In ogni caso, “le valutazioni finali dei Pniec degli Stati membri saranno pubblicate entro il prossimo giugno 2020, come da Regolamento – spiegano le due analiste – ; l’attuazione nella pratica delle misure previste dai Piani avrà inizio quindi a partire dal 1° gennaio 2021. Tuttavia i Pniec sembrano già prematuramente invecchiati”, ammettono le ricercatrici del Ref-E. E per un motivo molto semplice: “uno dei punti qualificanti del programma politico della Commissione Ue, insediata di recente, è stata la definizione di una strategia per il raggiungimento di zero emissioni nette di CO2 al 2050, strategia raccolta in un progetto che ha preso il nome di Green New Deal. La strategia definita nel Green New Deal affronta a livello embrionale possibili soluzioni per la riduzione di gas serra in tutti i settori maggiormente inquinanti. Il Green New Deal europeo, in analogia con l’omonimo New Deal americano degli anni Venti, è dunque un piano di riforma organico che coinvolge tutti i settori con l’obiettivo di dare una svolta definitiva alla transizione energetica, che come primo passo dovrebbe prevedere l’aumento del target di riduzione delle emissioni di CO2 al 2030 al 50/55% rispetto al 1990, con conseguente adeguamento delle direttive settoriali”.
A questo proposito, precisano Checchi e Ferri, “i Pniec degli Stati membri dovranno prevedibilmente essere rivisti al fine di adattare le rispettive strategie ai nuovi target, più ambiziosi rispetto a quelli fissati ad oggi”. Non solo. “nonostante il Pniec italiano citi espressamente la possibilità che, adottando tutte le misure previste, le emissioni di CO2 possano essere ridotte del 55% entro il 2030, l’Italia, come tanti altri Paesi, non ha per ora provveduto a redigere la Strategia di Lungo Periodo al 2050, richiesta insieme al Pniec e rappresentativa di un primo passo verso una programmazione a più lunga visione. Ma la vera sfida, al di là degli obiettivi, sarà quella di dare concretezza agli obiettivi e alle politiche previste” hanno concluso le analiste del REF-E.
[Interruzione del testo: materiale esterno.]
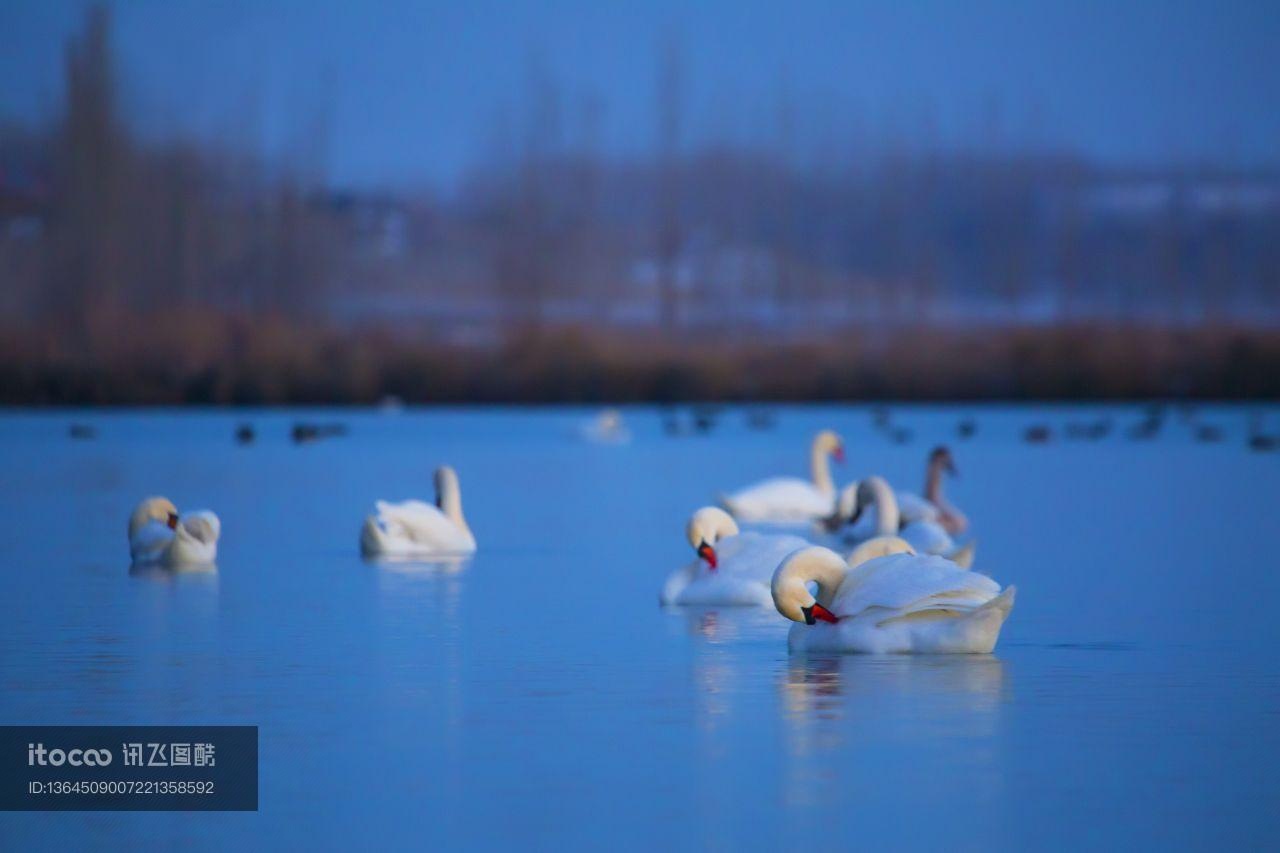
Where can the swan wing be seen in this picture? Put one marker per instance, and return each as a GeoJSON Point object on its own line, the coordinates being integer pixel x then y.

All’interno del nuovo numero sono pubblicati, inoltre, i consueti commenti tecnici, relativi i mercati e le borse elettriche ed ambientali nazionali ed europee, la sezione dedicata all’analisi degli andamenti del mercato del gas italiano e la sezione di analisi sugli andamenti in Europa, che approfondisce le tendenze sui principali mercati europei delle commodities. La nuova pubblicazione Gme riporta, inoltre, come ormai è consuetudine, i dati di sintesi del mercato elettrico per il mese di gennaio 2020.